Most of the time, the bot returns useful answers, as long as the content on the site can cover the query. You're not confined to asking in German either - other languages work too, with the bot replying in the same language.
Wondering what sort of questions you can ask? Here are a few examples:
- Wieviele Einwohner hat Zürich? (How many inhabitants does Zurich have?)
- Wer ist die Stadtpräsidentin? (Who is the mayor of the city?)
- Wann sind die Badis offen in 2023? (When are the public swimming areas open in 2023?)
- Wann sind Schulferien in 2023? (When are the school holidays in 2023?)
- Ich brauche einen neuen Pass, was kann ich tun? (I need a new passport, what can I do?)
- Was ist das höchste Gebäude von Zürich? (What is the tallest building in Zurich?)
- Wie entsorge ich Pneus? (How do I dispose of tires?)
- Was macht Zürich für den Klimaschutz? (What is Zurich doing for climate protection?)
- Wo lebte Alfred Einstein in Zürich? (Where did Alfred Einstein live in Zurich?)

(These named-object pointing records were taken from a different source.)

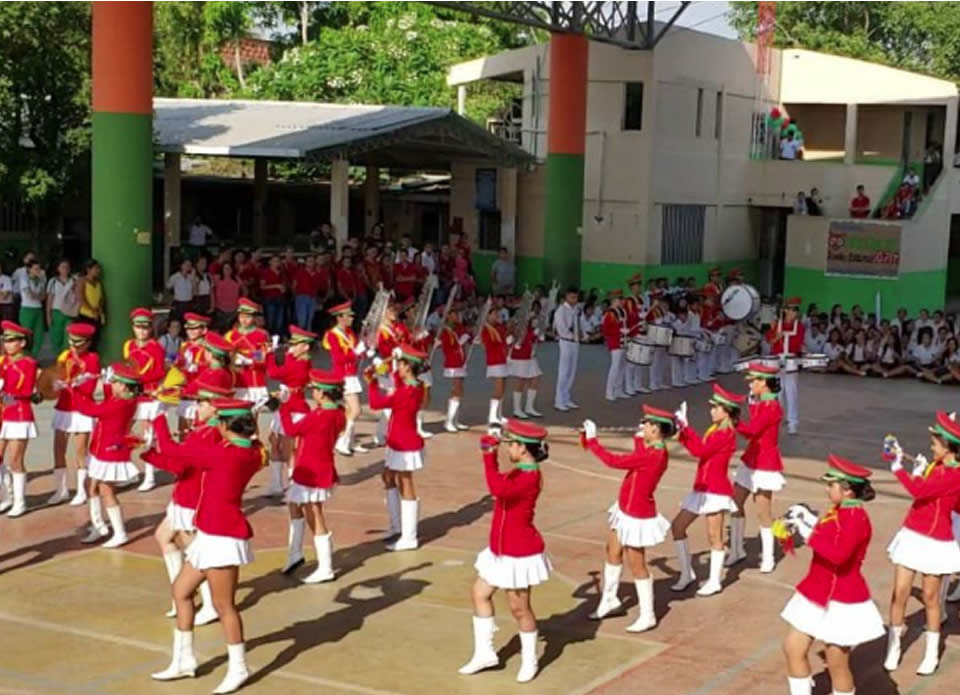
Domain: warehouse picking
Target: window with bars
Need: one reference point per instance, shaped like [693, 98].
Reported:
[681, 240]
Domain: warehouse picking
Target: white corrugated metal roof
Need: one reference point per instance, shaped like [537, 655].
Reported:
[274, 129]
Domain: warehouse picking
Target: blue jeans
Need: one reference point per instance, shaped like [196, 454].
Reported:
[306, 306]
[273, 310]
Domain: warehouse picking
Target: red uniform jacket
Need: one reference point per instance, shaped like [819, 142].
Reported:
[778, 333]
[454, 356]
[525, 348]
[342, 345]
[316, 436]
[763, 435]
[934, 497]
[714, 452]
[148, 360]
[645, 467]
[253, 345]
[111, 427]
[74, 366]
[839, 543]
[226, 470]
[19, 381]
[186, 491]
[404, 402]
[515, 494]
[494, 337]
[612, 327]
[295, 375]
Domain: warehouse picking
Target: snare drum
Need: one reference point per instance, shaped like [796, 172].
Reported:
[640, 352]
[683, 346]
[661, 336]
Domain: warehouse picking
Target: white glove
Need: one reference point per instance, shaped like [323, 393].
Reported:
[681, 415]
[590, 429]
[920, 464]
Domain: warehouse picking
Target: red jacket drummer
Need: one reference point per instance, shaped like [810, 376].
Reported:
[250, 345]
[712, 494]
[405, 452]
[79, 367]
[635, 524]
[760, 471]
[314, 472]
[222, 543]
[514, 559]
[832, 603]
[925, 544]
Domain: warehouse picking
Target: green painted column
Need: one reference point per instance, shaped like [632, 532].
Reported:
[566, 143]
[122, 162]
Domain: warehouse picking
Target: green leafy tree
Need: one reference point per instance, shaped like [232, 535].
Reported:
[44, 95]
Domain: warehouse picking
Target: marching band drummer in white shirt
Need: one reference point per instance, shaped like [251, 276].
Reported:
[568, 327]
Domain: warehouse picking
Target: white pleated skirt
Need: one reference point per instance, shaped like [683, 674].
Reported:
[924, 554]
[497, 371]
[18, 430]
[276, 424]
[148, 410]
[303, 494]
[404, 460]
[842, 624]
[634, 532]
[180, 518]
[753, 480]
[72, 422]
[111, 471]
[208, 551]
[524, 369]
[505, 572]
[708, 503]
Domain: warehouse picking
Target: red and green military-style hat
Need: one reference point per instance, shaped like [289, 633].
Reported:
[726, 398]
[525, 432]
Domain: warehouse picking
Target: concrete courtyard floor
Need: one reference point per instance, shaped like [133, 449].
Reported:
[81, 620]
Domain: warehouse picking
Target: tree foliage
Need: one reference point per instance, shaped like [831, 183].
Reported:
[918, 36]
[44, 95]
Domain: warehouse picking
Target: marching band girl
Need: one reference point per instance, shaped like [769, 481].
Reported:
[514, 560]
[345, 352]
[314, 471]
[925, 544]
[453, 337]
[148, 359]
[832, 603]
[19, 374]
[290, 365]
[496, 342]
[177, 530]
[524, 368]
[759, 474]
[80, 367]
[405, 453]
[635, 524]
[250, 345]
[712, 494]
[222, 543]
[108, 464]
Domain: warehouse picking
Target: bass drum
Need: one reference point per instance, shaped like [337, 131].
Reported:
[740, 302]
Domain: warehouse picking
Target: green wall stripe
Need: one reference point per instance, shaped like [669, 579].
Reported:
[122, 180]
[915, 291]
[563, 217]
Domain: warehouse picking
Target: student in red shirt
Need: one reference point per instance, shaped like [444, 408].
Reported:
[635, 523]
[273, 289]
[832, 603]
[515, 558]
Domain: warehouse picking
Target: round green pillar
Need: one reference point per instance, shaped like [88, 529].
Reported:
[122, 176]
[566, 143]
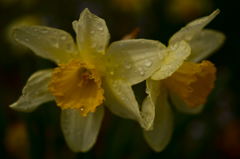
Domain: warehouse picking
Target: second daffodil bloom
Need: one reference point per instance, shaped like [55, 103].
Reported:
[90, 74]
[181, 78]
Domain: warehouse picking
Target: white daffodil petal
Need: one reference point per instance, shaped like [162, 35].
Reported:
[177, 53]
[35, 92]
[81, 132]
[183, 107]
[205, 43]
[160, 135]
[148, 106]
[120, 99]
[191, 29]
[92, 33]
[50, 43]
[135, 60]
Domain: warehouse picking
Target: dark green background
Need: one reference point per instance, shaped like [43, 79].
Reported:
[214, 133]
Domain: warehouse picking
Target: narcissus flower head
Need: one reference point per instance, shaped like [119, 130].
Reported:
[89, 74]
[182, 78]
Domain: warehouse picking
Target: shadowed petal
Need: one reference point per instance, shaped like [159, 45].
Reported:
[81, 132]
[50, 43]
[35, 92]
[205, 43]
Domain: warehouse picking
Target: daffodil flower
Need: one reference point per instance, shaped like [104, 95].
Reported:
[181, 78]
[89, 74]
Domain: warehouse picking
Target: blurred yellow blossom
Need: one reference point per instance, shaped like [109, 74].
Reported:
[181, 78]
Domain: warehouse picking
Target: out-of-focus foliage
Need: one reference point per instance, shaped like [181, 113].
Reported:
[214, 133]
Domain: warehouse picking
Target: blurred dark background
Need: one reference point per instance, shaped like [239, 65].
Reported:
[214, 133]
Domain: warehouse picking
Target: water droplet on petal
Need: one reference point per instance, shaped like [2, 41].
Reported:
[44, 31]
[148, 63]
[56, 45]
[93, 45]
[63, 37]
[100, 28]
[128, 66]
[82, 109]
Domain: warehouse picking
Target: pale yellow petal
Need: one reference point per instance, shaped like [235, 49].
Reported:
[160, 135]
[177, 53]
[135, 60]
[50, 43]
[204, 44]
[35, 92]
[191, 29]
[120, 99]
[148, 105]
[81, 132]
[92, 33]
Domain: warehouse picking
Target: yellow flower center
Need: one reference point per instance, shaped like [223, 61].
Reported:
[77, 85]
[193, 82]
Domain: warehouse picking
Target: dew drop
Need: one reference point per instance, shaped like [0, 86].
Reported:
[93, 45]
[63, 37]
[100, 29]
[56, 45]
[148, 63]
[111, 73]
[44, 31]
[128, 66]
[82, 109]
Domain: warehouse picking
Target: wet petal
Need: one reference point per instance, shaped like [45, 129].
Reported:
[193, 28]
[148, 105]
[92, 33]
[81, 132]
[50, 43]
[205, 43]
[160, 135]
[35, 92]
[120, 99]
[177, 53]
[135, 60]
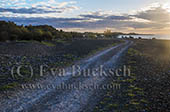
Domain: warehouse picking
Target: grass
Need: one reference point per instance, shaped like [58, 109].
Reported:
[49, 44]
[148, 87]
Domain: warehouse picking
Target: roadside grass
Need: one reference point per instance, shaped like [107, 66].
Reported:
[49, 44]
[147, 88]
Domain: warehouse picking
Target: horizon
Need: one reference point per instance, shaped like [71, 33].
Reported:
[143, 17]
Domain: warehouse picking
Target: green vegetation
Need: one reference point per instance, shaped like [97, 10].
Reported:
[147, 89]
[9, 31]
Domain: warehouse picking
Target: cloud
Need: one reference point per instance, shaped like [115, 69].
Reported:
[43, 7]
[150, 19]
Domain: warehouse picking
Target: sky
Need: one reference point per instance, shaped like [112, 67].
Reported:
[140, 16]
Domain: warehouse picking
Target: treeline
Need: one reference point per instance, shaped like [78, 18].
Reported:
[11, 31]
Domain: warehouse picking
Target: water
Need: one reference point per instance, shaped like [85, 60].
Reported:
[165, 37]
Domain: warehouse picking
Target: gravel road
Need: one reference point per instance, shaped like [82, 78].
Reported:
[64, 100]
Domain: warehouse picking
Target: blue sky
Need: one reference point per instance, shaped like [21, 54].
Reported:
[143, 16]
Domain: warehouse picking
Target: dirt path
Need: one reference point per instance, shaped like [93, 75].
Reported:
[64, 100]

- Wie werde ich Feuerwehrmann/Frau? (How do I become a firefighter?)
- Ist der Strom in Zürich atomfrei? (Is the electricity in Zurich nuclear-free?)
- Wo kann ich ein Velo mieten? (Where can I rent a bicycle?)
And, of course, there are many more questions you can pose.
The bot isn't infallible, so we strongly advise verifying your answers with the provided official pages if accuracy is essential.
The Tech Stuff: How ZüriCityGPT came to be
Inspired by a blog post from Supabase shared in our AI Slack channels, here's a look at what we did:
Getting and indexing the content:
- For the backend, we used NestJS.
- The frontend is a very simple react app, which sends the question to the backend and displays the result.
- We set up a database using PostgreSQL and the pgvector extension.
- We responsibly crawled the entire website using SimpleCrawler and input the data into the database.
- We extracted the relevant content with Cheerio and inserted it into the database.
- We then sent these text snippets to OpenAI's embedding APIs and stored the received embeddings in the database.
Querying the content:
- Upon receiving a question, we send it to OpenAI’s embedding API to obtain an embedding vector.
- We use this vector to search the database, extracting text snippets and URLs.
- A prompt is created, including the snippets until the maximum token limit is reached.
- These tokens are sent to OpenAI’s createChatCompletion API and the result is streamed back to the browser with Server Sent Events.
- All related links found in our database are also returned for reference and proper sources.
We've made some tweaks for improvement later. We now only use the first few content snippets for the prompt, filling the end with links and title only. This gives some more context to ChatGPT, but apparently not as good as the whole content. Initially, we tried sending only links, but this didn't always give satisfactory results and even led to "hallucinated" answers, since gpt-3.5 doesn't actually resolve all those links.
Remember, this tool is not affiliated with the City of Zurich and serves mainly as a proof of concept.
However, we're excited about the potential of this technology in enhancing public information access, and we hope you enjoy exploring Zurich with ZüriCityGPT!